I am reporting a hardware bug with the I2C peripheral in the newer STM32 families (STM32F7, STM32H7, STM32L0, STM32L4, and STM32L4+ familes) in I2C multi-master mode (including many SMBus host applications), and a few possible workarounds. The STM32F1, STM32F2, STM32F4, and STM32L1 families are unaffected because they have an older I2C peripheral with its own flaws (like not being able to acknowledge its own address if it lost arbitration during that address). I reported it to ST's technical support Dec 19, 2017 and they have still not confirmed a final workaround, so ST has confirmed today (Apr 5, 2018) this is a hardware bug and is in the process of updating the family errata sheets. I'm sharing with the community in the hopes of saving someone else the trouble I went through.

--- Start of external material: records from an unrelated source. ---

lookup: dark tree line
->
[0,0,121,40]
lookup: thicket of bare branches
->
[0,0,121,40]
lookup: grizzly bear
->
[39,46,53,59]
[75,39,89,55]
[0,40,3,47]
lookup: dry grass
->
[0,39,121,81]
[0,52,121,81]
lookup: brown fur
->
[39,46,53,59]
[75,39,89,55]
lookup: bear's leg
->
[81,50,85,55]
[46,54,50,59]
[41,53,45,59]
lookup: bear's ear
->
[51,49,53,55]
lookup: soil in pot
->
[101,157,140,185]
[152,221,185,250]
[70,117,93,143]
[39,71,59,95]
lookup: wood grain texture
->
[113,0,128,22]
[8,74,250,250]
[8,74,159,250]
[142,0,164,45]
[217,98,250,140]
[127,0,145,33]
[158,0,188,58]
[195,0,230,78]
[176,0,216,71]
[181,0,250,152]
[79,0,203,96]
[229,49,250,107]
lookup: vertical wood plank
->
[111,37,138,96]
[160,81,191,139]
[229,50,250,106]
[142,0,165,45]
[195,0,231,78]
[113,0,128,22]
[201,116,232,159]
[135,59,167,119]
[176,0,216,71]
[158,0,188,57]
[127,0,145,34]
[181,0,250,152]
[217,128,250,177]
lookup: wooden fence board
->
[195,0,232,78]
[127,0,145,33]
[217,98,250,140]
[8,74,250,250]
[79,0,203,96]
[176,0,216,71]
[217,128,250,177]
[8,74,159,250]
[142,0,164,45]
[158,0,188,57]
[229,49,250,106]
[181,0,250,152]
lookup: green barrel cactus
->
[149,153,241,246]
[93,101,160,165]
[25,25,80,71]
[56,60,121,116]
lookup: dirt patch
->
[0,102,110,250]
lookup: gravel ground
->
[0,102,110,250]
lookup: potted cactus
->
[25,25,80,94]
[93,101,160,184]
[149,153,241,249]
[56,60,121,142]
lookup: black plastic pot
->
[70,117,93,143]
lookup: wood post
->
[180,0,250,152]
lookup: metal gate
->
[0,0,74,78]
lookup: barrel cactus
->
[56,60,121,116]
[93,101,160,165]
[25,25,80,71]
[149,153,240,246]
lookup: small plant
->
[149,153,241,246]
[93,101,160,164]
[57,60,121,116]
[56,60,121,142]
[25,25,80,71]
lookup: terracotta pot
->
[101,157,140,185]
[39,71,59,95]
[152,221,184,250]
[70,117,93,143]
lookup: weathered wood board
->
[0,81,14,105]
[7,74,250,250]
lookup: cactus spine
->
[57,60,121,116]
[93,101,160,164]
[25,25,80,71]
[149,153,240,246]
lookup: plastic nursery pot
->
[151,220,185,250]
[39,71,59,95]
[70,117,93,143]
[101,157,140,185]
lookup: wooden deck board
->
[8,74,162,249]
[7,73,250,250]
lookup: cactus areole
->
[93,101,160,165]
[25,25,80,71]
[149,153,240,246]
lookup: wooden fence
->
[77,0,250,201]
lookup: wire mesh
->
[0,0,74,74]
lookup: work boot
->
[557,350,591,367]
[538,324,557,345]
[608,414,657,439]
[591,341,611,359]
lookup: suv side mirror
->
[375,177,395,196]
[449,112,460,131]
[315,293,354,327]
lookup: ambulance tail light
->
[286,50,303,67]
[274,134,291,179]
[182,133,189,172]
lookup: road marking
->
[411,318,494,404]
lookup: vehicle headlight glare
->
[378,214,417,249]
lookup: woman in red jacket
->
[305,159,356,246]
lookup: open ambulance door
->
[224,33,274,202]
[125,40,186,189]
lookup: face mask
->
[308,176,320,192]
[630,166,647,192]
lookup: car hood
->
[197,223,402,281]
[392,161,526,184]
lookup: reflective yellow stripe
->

Most people using the I2C will NOT be affected by this bug. It affects I2C multimaster mode, and in particular with DMA optimized transfers which is unfortunately the lowest power and most CPU efficient way of using the STM32. An example application would be an SMBus host.
The issue is that setting the START bit to request a new master transmission becomes latched into the hardware peripheral during a bus collision where itself is addressed and the peripheral changes to slave receiver to receive a message, and it cannot be aborted! Immediately after the STOP condition is detected, the I2C peripheral will try to send a START + address (which will likely be incorrect), even if the START bit is cleared by setting the ADDRCF bit. There is no way to abort this transfer without resetting the peripheral. See workarounds below.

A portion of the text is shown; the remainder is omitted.